Analysis: Two-thirds of UK finance firms have climate targets, but most are failing to shift investments
While most of the UK's biggest banks and asset managers have updated their climate targets in light of net-zero, finance flows are still ultimately favouring high-carbon projects and businesses, according to new analysis of more than 1,200 financial institutions.
Conducted by the Climate Policy Initiative, the analysis is being used to inform a new interactive virtual dashboard called the Net-Zero Finance Tracker. It covers more than 1,200 UK-based firms with investing power in the private sector, including banks, investors, asset owners and corporates. Collectively, these organisations represent some $25trn of managed and owned assets.
The Tracker reveals that around 800 of these organisations had set some kind of public climate target as of the end of 2020. This covers qualitative statements, in-house quantitative targets and membership to coalitions or membership organisations with quantitative targets for members. For most of this cohort (700 firms), these targets are beginning to affect investment policies and governance.
This uptick in target-setting and disclosure is particularly clear in the asset management space; 408 firms reported a climate response in 2020, up from 12 in 2015. For pension funds, the number rose from two to 70 in the same timeframe. Banks have also been changing their approach at a pace, with organisations representing 70% of the UK banking sector’s assets now reporting a climate response.
However, the report warns that financial firms are not converting targets into action rapidly enough, with many targets avoiding the bulk of emissions relating to financed emissions or delaying action. It concludes that there has been “no significant shift”, as yet, of finance flows away from high-carbon activities and towards investments in activities that accelerate the low-carbon transition and/or assist with climate resilience.
Project-level finance for climate change mitigation and adaptation decreased between 2015 and 2018, the last year for which there is reliable data, according to the Tracker. Moreover, there are currently 10 times as many institutions whose share of portfolios exposed to climate-critical sectors is misaligned with the Paris Agreement as there are aligned institutions. In general, those with aligned portfolios also tend to be smaller.

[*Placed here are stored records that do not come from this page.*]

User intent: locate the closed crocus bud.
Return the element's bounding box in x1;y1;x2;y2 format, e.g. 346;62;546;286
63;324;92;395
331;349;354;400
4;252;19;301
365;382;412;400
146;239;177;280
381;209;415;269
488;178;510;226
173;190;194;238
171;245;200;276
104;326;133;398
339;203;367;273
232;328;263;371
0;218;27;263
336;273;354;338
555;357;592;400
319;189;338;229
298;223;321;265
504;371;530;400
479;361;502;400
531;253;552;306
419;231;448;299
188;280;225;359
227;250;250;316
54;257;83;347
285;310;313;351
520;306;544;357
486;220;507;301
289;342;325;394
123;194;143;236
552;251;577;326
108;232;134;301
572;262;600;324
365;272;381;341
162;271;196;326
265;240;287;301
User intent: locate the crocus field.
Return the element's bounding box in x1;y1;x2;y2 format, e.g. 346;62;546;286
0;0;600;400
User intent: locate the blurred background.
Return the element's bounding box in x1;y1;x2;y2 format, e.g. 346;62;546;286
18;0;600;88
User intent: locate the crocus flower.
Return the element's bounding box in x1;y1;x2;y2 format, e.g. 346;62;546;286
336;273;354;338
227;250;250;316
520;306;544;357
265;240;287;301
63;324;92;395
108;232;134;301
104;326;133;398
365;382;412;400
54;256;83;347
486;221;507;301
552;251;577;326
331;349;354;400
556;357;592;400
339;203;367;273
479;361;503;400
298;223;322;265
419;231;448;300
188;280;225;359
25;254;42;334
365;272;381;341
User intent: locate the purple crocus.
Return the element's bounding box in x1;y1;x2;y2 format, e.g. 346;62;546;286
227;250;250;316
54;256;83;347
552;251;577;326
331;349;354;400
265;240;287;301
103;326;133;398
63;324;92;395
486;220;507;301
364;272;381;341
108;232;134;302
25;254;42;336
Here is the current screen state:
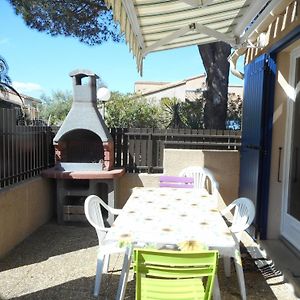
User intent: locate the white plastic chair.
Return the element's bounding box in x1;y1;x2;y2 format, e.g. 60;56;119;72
84;195;126;299
221;198;255;277
179;166;219;194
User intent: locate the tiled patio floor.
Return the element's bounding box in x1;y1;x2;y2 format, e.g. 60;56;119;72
0;222;297;300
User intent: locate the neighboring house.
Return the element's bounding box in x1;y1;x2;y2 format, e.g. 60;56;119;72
234;0;300;260
134;74;243;103
0;90;42;120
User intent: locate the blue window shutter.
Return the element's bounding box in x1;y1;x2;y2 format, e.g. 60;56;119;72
239;54;276;238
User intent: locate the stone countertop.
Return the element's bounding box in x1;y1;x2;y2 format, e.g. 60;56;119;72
41;167;125;179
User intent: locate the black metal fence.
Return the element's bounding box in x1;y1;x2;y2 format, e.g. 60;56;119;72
0;109;54;188
111;128;241;173
0;109;241;188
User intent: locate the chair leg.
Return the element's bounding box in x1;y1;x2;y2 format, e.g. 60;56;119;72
234;255;247;300
223;256;231;277
102;254;110;273
213;274;221;300
94;254;105;297
116;247;133;300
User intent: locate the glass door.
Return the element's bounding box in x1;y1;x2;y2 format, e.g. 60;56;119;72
282;48;300;250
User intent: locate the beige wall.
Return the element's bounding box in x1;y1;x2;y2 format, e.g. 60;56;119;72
267;41;300;239
163;149;240;204
117;149;240;208
0;177;55;257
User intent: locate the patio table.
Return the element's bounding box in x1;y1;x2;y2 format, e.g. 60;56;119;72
104;188;246;299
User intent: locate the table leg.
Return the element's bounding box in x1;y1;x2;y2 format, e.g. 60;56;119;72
213;274;221;300
94;252;105;297
234;250;247;300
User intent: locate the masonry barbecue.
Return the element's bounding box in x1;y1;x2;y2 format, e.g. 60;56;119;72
43;70;124;224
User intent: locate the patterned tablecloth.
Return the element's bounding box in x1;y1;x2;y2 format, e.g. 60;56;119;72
108;188;246;300
105;188;236;257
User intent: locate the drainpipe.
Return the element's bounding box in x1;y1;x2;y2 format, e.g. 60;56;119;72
228;48;246;80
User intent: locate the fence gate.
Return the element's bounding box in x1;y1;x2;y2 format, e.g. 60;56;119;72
239;55;275;238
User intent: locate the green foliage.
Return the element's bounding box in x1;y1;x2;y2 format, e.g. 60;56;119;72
105;92;164;128
8;0;122;45
161;97;186;128
161;95;242;129
161;98;205;129
0;55;11;92
39;91;73;126
226;96;243;129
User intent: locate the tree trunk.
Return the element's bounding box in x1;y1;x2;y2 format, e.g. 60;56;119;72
198;42;231;130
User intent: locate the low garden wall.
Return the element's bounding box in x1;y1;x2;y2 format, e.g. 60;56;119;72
0;177;55;257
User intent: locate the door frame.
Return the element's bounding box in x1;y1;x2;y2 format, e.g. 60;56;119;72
280;47;300;250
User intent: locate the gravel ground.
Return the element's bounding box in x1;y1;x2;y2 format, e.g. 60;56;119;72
0;222;298;300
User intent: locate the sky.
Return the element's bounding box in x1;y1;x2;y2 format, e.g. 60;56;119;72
0;0;243;98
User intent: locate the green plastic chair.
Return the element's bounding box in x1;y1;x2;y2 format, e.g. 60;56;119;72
133;249;218;300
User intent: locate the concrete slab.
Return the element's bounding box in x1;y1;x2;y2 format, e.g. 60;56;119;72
261;240;300;298
0;222;297;300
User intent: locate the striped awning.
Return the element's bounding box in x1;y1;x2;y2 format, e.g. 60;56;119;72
105;0;284;72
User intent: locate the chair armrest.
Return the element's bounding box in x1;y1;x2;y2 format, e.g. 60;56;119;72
221;203;235;217
107;206;122;215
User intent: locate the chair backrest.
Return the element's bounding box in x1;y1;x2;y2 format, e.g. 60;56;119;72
134;249;218;300
84;195;108;245
222;197;255;240
179;166;219;194
159;175;194;188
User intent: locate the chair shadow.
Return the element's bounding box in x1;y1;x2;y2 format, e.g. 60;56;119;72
218;243;277;300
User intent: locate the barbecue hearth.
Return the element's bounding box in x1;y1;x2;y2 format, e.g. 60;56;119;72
53;70;114;171
42;70;124;224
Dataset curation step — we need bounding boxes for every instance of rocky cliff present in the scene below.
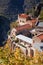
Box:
[0,0,40,21]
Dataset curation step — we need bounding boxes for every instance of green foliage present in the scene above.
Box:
[0,42,43,65]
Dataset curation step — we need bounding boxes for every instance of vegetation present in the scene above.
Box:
[0,42,43,65]
[10,22,18,29]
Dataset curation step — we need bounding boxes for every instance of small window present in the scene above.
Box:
[40,46,43,51]
[41,40,43,42]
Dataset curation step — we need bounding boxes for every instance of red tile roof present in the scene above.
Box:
[37,34,43,40]
[19,14,28,18]
[16,24,32,31]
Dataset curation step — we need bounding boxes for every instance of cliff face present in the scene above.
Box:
[0,0,40,21]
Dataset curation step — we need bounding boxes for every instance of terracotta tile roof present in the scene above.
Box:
[37,34,43,40]
[16,24,32,31]
[19,14,28,18]
[31,19,37,23]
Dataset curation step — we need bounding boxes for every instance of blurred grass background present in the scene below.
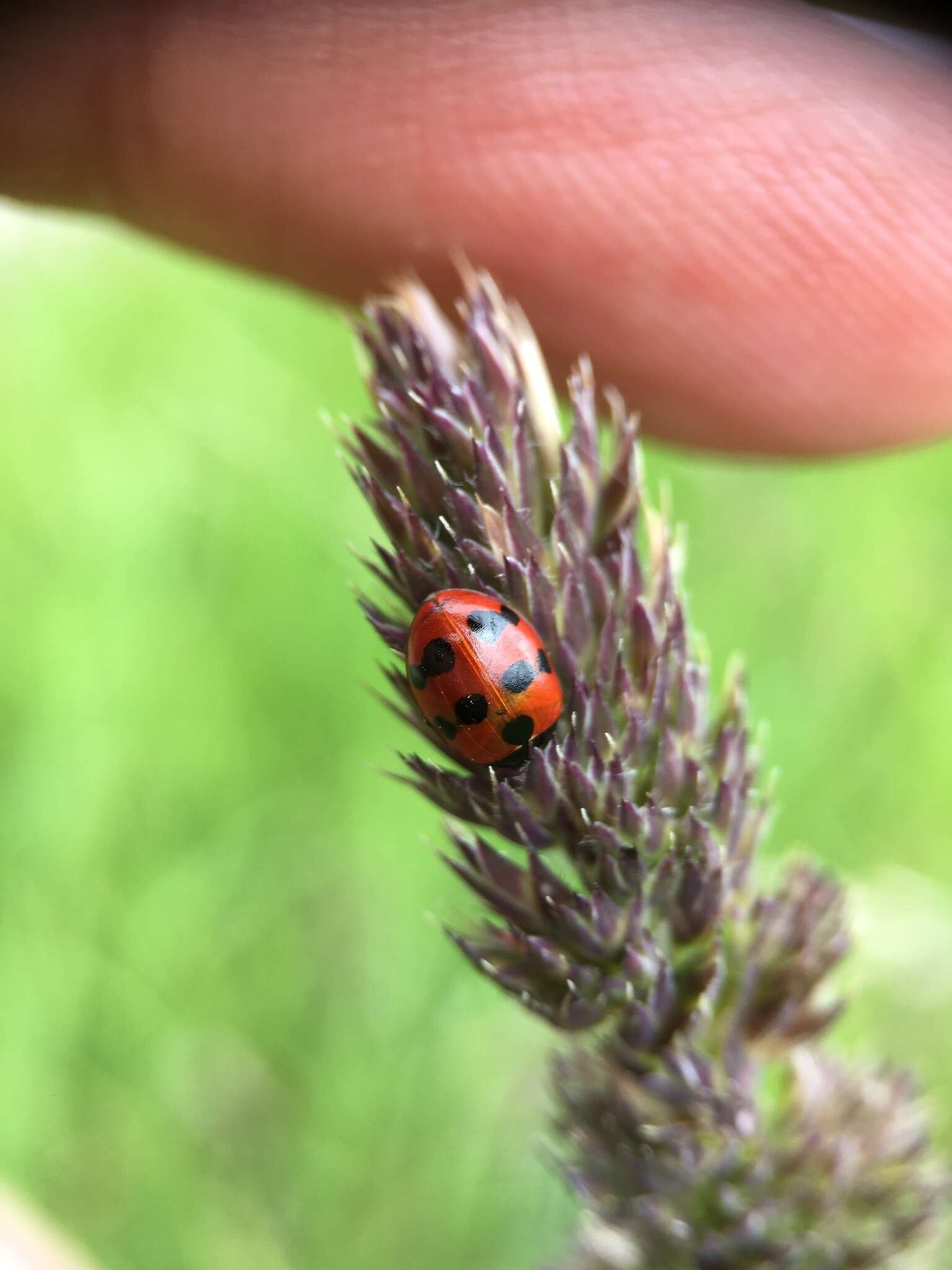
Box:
[0,203,952,1270]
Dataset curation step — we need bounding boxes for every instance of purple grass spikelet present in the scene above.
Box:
[348,270,945,1270]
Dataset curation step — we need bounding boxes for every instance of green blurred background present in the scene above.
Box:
[0,210,952,1270]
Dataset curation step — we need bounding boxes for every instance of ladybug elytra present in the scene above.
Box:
[406,590,562,763]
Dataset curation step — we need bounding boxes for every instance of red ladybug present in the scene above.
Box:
[406,590,562,763]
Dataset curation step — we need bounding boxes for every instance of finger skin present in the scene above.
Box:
[0,0,952,452]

As an additional concern, the Tracker outlines how some parts of the financial system appear to not yet have even reached the target-setting and disclosure stage – let alone the point of reallocating finance. Wealth management firms are of particular concern, with just 14 UK-based firms reporting any response to climate change.
“What we have here is a gap between what financial institutions say and what they do on climate action,” the Climate Policy Initiative’s global managing director Dr Barbara Buchner said.
“They’ve made net-zero commitments, but most have not followed up with the policies to make the money flow.”
The trends displayed on the Tracker echo a recent report from WWF UK and Greenpeace UK, which concluded that banks and asset managers collectively financed projects emitting 805 million tonnes of greenhouse gases in 2019 - around twice the UK's annual national carbon footprint.
Urban climate finance
The launch of the Tracker comes shortly after the Climate Policy Initiative published, through its membership to the Cities Climate Finance Leadership Alliance, a major new report on the state of urban climate finance – funding provided to cities by governments, states, local authorities or the private sector in the name of decarbonisation and/or adaptation.
Produced in partnership with the World Bank Group, the report states that an average of $384bn was invested annually, on a global basis, in urban climate solutions between 2017 and 2018. In comparison, some $1trn to $5trn will be needed annually in the coming years.
This funding gap, the report warns, is disproportionately affecting developing nations. South Asia and Sub-Saharan Africa respectively saw an annual average investment of just $4bn and $3bn respectively in the period covered.
The report also highlights the fact that, of the $384bn average, more than 90% was spent on climate mitigation. Adaptation was, therefore, critically underfunded – particularly in regard to water management.
It is critical that the entire financial system—public, private, and philanthropic—urgently works together to mobilize city-level climate finance at scale,” Dr Buchner said of this report.